Growing out of your contextual (not comfort) zone đź’Ą
Photo by Shot by Cerqueira / Unsplash

Business and life-changing growth lies in going beyond your CONTEXTUAL zones, and not just your comfort zones.

Going beyond your comfort zone would be cold DMing or cold-calling that Big Scary Enterprise Customer.

Or giving a keynote speech in front of 4,000 fellow entrepreneurs at a conference.

Piercing your comfort zone is doing something beyond your current skill set or level of courage in the realm of known knowns and known unknowns.

In other words, you're doing "more of more-or-less the same"

Going beyond your Contextual Zone is something else entirely and it's doing things that exist outside your blindspots (unknown unknowns).

Here's an example that better explains this:

I once spoke to a senior decision-maker at a large regional American food and beverage chain.

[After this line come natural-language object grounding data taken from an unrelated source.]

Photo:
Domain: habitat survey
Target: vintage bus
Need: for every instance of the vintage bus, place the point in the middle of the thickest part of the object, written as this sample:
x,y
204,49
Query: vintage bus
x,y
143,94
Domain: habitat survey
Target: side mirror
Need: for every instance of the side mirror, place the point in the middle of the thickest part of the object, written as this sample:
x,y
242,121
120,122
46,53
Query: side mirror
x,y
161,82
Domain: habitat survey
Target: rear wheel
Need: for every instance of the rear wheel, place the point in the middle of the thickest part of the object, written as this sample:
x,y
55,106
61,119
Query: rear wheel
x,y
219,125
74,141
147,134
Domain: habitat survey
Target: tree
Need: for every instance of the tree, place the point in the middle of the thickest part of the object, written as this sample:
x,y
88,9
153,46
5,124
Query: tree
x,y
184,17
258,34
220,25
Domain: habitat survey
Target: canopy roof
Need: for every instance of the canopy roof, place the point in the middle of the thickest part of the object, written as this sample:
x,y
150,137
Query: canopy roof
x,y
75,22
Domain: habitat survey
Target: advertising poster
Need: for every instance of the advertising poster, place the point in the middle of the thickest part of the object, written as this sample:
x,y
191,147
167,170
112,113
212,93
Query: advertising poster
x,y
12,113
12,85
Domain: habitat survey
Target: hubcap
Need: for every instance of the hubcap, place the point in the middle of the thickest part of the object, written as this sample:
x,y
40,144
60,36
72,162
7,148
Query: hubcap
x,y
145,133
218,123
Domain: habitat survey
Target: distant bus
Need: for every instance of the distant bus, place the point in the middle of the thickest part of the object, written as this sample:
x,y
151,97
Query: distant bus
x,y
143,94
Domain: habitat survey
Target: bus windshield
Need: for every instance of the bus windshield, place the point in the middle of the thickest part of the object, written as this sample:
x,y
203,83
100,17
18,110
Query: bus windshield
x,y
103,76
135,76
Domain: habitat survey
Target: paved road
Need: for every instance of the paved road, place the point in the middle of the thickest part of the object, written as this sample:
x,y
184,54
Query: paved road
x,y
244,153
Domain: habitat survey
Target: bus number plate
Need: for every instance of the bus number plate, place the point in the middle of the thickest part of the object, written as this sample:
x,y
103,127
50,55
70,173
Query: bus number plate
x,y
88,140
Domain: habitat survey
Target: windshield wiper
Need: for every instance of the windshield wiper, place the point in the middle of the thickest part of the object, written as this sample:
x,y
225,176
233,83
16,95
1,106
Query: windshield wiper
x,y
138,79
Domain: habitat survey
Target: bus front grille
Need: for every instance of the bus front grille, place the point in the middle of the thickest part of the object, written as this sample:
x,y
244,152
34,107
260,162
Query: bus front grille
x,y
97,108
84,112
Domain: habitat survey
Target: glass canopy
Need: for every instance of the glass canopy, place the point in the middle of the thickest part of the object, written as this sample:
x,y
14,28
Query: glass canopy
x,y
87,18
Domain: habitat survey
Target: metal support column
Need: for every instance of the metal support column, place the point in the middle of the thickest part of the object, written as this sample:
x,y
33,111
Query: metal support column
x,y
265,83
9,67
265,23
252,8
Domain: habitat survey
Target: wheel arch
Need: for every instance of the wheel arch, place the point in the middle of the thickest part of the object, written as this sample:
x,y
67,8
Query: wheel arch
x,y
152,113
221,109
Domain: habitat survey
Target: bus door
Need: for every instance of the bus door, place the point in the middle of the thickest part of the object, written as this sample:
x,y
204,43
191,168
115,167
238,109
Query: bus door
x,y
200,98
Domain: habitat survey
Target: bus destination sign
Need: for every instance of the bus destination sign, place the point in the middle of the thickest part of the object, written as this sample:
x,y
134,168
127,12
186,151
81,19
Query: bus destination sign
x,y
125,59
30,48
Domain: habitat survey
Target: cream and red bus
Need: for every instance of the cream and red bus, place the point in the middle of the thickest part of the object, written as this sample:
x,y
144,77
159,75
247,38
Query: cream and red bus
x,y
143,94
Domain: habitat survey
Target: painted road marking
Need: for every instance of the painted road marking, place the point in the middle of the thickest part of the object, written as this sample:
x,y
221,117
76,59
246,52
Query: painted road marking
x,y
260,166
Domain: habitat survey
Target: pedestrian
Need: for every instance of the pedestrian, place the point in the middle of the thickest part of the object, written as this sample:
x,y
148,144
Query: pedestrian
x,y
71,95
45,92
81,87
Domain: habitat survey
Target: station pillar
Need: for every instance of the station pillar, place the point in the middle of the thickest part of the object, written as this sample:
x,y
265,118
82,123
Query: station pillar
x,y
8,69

Our discussion was around the thin margins, high competition and overall difficulty of operating in this space.

What could they do to generate more revenue while increasing net profit margins WITHOUT increasing capital expenditure (capex)?

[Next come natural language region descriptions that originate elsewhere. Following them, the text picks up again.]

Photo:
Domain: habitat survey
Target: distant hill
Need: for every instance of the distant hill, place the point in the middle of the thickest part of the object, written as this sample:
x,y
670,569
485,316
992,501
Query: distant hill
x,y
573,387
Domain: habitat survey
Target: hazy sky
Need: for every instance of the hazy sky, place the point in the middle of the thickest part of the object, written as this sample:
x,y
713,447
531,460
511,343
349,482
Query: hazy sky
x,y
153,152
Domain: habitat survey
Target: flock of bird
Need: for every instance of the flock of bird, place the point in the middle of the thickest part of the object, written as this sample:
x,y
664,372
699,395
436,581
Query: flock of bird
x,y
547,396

Had we stayed within our existing contextual zones, we might have come up with the usual answers: extend operating hours, add higher priced menu options, downsize portion sizes, buy cheaper ingredients or cut staff.

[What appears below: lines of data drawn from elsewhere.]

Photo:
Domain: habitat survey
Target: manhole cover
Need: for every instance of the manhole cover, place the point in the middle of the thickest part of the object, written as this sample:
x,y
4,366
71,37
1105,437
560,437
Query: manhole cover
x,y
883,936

But in expanding beyond our contextual zones, we came up with:

  1. Acting as a broker of funding relationships for other restaurants
  2. Licensing their operating model to restaurants outside their geography, including internationally (everywhere outside North America)

How did we come up with these two ideas?

First, this chain enjoyed impeccable relationships with financial institutions. I proposed that they could act as an intermediary for other restaurant chains that needed access to capital.

This food and beverage group could make the introductions and take a percentage for facilitating the transaction. It would be a win-win for the borrower, the lender and this chain.

Second, because of well-defined and honed Standard Operating Procedures (SOPs), this group had far higher than average profit margin than its competitors.

I proposed they could package some (or all) of their SOPs into a specialized information product (or service) and charge a very high license fee for other restaurants who wanted to learn what made a high-margin restaurant tick.

What made this revenue engine even better was that it was extremely scalable because it was a highly niched product that could be replicated at no (or little) additional marginal cost and could be sold all over the world at the click of a button.

That's breaking out of your CONTEXTUAL zones.

If you just break out of your comfort zones (known knowns and known unknowns), you'll just be doing more of what you already know, at a higher level.

But when you break out of your contextual zones (unknown unknowns), you can completely change the game and generate highly profitable, extremely scalable opportunities that are completely invisible to your competition.

And who doesn't like having an unfair advantage?